With midterm elections less than two months away, President Barack Obama plans to ask Congress to increase and permanently extend research tax credits for businesses.
According to one White House official, the $100 billion business tax credit will be the first in string of proposals presented by the administration to revive the ailing economy.
With recent polls showing conservative Republican candidates steadily gaining ground over their opponents, the president hopes his latest plan will benefit Democrats in the upcoming elections.
Obama leaves Monday to campaign in Wisconsin and Ohio, where he plans to talk about the economy in his Labor Day speech in Milwaukee and detail his latest economic policy push during a speech in Cleveland on Wednesday.
Specifically, he will be proposing more immediate spending on infrastructure.
"Before the great recession, we know that we were vastly under-spending on the nation's infrastructure," White House economic adisor Laura Tyson told CBS' "Face the Nation."
"You can sort of, therefore, start with the notion that infrastructure spending is terrific in two ways," she continued. "It creates demand right away when you go out and get the project started and get the workers started; it also creates the ability to grow and be productive in the future," she said.
The research tax proposal would extend and expand tax credits for businesses that research new technologies domestically, thereby providing employment opportunities.
The latest Labor Department statistics released on Friday show unemployment at 9.6 percent and 54,000 jobs lost last month.
Republican Senator John McCain called the president's tax-cut package "deathbed conversion" and said Obama's "economic polices have failed."

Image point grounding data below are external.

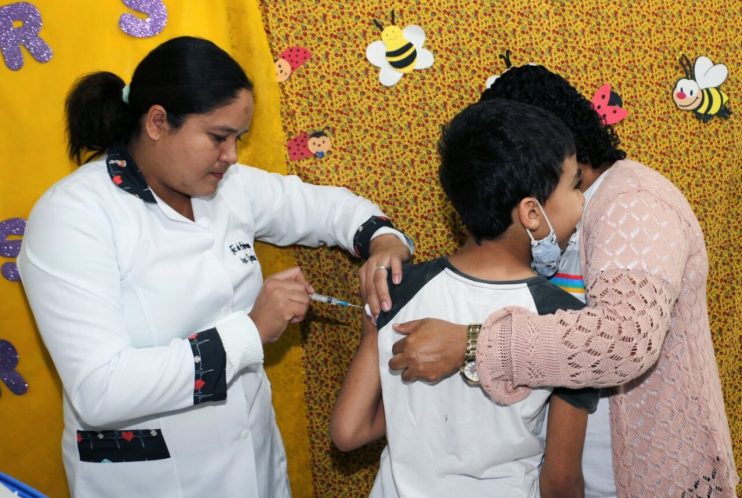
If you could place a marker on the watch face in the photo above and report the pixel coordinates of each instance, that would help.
(470, 371)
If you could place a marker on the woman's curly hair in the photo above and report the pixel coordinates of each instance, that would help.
(596, 143)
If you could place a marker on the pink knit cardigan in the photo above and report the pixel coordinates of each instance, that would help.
(645, 329)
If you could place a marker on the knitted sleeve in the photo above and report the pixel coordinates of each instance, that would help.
(634, 250)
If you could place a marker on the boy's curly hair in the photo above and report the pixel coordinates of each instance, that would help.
(596, 143)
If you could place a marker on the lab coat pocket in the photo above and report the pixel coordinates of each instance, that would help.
(127, 479)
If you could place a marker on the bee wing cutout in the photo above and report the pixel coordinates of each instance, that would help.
(388, 76)
(424, 58)
(415, 35)
(708, 74)
(376, 54)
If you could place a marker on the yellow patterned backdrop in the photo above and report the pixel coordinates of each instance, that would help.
(384, 148)
(384, 142)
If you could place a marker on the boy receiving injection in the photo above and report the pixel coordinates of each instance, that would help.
(510, 171)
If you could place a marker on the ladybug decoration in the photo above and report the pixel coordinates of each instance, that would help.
(608, 105)
(310, 144)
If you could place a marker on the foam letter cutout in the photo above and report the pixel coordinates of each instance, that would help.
(12, 35)
(144, 28)
(9, 248)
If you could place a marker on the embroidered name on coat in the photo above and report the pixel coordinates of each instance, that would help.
(244, 251)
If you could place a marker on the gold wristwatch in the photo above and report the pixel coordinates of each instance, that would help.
(469, 368)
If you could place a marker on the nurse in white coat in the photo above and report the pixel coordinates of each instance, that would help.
(141, 273)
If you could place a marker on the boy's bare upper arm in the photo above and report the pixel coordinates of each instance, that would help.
(358, 415)
(561, 473)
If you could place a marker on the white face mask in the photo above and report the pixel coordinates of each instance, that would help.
(546, 252)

"Look, they're just flailing around. We always like to see deathbed conversations," McCain said, "but the fact is if we'd done this kind of thing nearly a couple of years ago, we'd be in a lot better shape."
Some Democrats like David Plouffe, Obama's 2008 campaign manager, say the administration should be rewarded for having made unpopular, but necessary decisions.

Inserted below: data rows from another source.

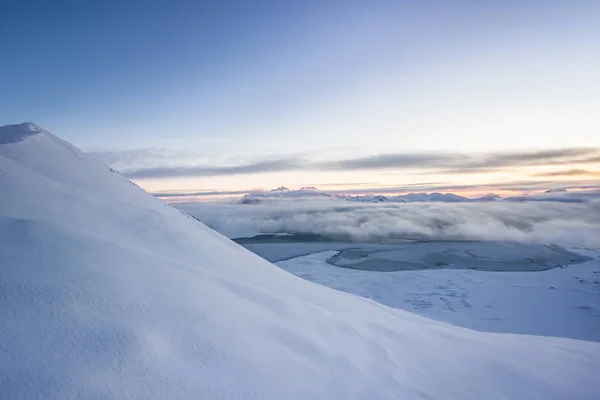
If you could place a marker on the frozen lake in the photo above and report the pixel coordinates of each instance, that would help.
(413, 255)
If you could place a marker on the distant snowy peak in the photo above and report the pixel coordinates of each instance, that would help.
(280, 189)
(283, 193)
(108, 293)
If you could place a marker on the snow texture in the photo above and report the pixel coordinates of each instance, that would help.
(107, 293)
(562, 302)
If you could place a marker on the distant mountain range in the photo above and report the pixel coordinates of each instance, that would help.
(312, 193)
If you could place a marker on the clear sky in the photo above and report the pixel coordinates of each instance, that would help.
(234, 95)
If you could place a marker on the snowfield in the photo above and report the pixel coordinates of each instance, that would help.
(562, 302)
(106, 292)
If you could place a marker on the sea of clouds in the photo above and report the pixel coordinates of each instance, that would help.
(564, 224)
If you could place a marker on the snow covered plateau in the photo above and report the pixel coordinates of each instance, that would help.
(106, 292)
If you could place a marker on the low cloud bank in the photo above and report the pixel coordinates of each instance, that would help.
(565, 224)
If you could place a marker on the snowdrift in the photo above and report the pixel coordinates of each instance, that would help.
(106, 292)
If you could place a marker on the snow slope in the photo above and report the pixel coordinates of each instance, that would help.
(106, 292)
(561, 302)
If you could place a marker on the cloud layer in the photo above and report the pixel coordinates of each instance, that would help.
(571, 225)
(449, 163)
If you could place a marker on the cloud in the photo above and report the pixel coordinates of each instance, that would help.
(166, 195)
(570, 172)
(146, 157)
(566, 224)
(159, 163)
(469, 163)
(188, 171)
(520, 186)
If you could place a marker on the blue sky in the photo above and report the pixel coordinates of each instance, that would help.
(233, 95)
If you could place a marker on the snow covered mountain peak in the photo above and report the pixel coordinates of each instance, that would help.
(18, 132)
(106, 292)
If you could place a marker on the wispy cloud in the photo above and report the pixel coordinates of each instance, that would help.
(570, 172)
(205, 170)
(567, 224)
(516, 186)
(163, 163)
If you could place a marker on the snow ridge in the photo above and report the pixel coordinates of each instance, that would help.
(106, 292)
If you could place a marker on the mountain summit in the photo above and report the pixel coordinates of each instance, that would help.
(106, 292)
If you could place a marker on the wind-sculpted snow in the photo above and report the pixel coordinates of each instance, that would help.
(565, 224)
(106, 292)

"The President and a lot of people in his party knew they were going take tough political positions to try and move the country forward and stave off another Great Depression, and they did that, and we should be proud of that," Plouffe told NBC's "Meet the Press."
"The Democrats and President Obama - they asked for the job and they got it and they haven't performed," Republican consultant Kevin Madden told ABC News. "And right now what you see is an electorate that is ready to render judgment on that lack of leadership on the economy."
President Obama will wind up the week with a press conference on Friday at the White House.